Joe junior wusste das. Und er hatte von klein auf gewusst, was zu tun war, um ihr Überleben zu sichern.

Die Zeichen mangelnden Respekts, nachdem der Großvater verhaftet worden war und der Sohn seine Nachfolge angetreten hatte, waren nicht plakativ, kamen aber prompt und unmissverständlich. Die Kuchen, die Joe senior angeboten wurden, waren an den Rändern verbrannt. Man konnte sie nur verschenken. An die Armen oder an die Morettis.

Die Bauern offerierten ihnen immer noch ihre Waren, aber vielleicht waren es nicht die besten Stücke Fleisch. Nicht das frischeste Obst oder Gemüse. Die Druckstellen waren nicht zu übersehen. Genauso wenig wie die Botschaft.

Trotzdem nahm Joe senior, der neue Don, die Geschenke an und dankte den Bauern sogar dafür, während Joe junior das Gesicht verzog und Groll hegte, und er merkte sich die Namen, während das Moretti-Imperium verfiel.

Die an Schadenfreude grenzende Genugtuung derer, die sich an dem Niedergang der Morettis delektierten, war kurzlebig. So wie sie selbst.

Nach dem Tod des Großvaters im Gefängnis hatte der Enkel keine Zeit verloren, um sich als das neue Oberhaupt zu etablieren, und dabei den eigenen Vater übergangen. Ein kühner, manche sagten unkluger Schritt, der einen offenen Krieg nach sich zu ziehen drohte. Bis Joseph Moretti senior in Sainte-Émiline nördlich von Montréal bei einem Feuer im Landhaus seiner Geliebten ums Leben kam. Ein Feuer, das von einer jungen Brandermittlerin bei der Sûreté als Unfall eingestuft wurde.

Dann hatten die Vergeltungsmaßnahmen begonnen, rasch, unerbittlich, gnadenlos.

Und als es vorbei war, war Joe Moretti der Jüngere der neue capo di tutti i capi. Das Oberhaupt der Sechsten Familie. Der mächtigste Mafiaboss in Kanada und einer der mächtigsten in Nordamerika, nach den fünf New Yorker Mafiafamilien.

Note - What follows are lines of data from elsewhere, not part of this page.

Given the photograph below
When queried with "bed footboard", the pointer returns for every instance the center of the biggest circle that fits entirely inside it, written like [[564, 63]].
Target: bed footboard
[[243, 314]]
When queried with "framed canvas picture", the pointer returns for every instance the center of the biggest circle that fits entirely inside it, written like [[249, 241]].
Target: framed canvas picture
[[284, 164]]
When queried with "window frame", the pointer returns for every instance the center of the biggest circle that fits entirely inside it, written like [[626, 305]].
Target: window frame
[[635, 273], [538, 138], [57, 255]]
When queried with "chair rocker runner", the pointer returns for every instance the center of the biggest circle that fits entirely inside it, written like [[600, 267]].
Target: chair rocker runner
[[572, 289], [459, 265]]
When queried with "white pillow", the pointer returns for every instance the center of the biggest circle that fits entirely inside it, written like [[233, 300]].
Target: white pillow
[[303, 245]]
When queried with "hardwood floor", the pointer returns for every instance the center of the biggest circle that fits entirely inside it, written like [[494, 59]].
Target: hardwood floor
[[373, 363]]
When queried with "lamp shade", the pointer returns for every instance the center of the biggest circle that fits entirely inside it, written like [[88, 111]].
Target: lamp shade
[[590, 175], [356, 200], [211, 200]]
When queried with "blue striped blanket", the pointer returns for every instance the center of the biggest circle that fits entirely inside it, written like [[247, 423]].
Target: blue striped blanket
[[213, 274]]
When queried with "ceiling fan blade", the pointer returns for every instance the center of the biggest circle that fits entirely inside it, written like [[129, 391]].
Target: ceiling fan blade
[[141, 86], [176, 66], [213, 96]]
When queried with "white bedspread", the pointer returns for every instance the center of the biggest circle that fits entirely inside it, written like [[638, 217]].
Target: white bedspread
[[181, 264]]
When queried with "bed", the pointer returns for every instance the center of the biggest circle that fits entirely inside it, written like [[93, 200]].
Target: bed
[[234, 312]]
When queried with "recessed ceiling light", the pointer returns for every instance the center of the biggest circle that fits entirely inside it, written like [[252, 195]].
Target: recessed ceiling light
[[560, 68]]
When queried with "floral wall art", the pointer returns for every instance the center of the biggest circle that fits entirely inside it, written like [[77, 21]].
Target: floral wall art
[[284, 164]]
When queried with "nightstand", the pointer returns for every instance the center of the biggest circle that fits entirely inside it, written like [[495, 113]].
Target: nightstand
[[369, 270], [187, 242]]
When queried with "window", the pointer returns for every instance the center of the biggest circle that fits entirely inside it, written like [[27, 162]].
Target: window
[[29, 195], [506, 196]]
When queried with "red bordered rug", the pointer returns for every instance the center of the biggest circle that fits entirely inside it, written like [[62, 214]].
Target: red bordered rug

Während Don Moretti an diesem klaren Samstagmorgen Anfang Oktober die Gänge des Marché Jean-Talon entlangschlenderte, Geschenke und Zeichen des Respekts entgegennahm, ihm »Bon matin, Don Moretti« zugerufen wurde, und er die Früchte der Arbeit anderer genoss, saß die ehemalige Brandermittlerin in der Métro und betrachtete im Fenster ihr Spiegelbild, während der Zug durch einen weiteren Tunnel fuhr.

 

Jean-Guy Beauvoir blieb an der Tür der Kirche stehen und hielt Ausschau nach seinem Schwiegervater.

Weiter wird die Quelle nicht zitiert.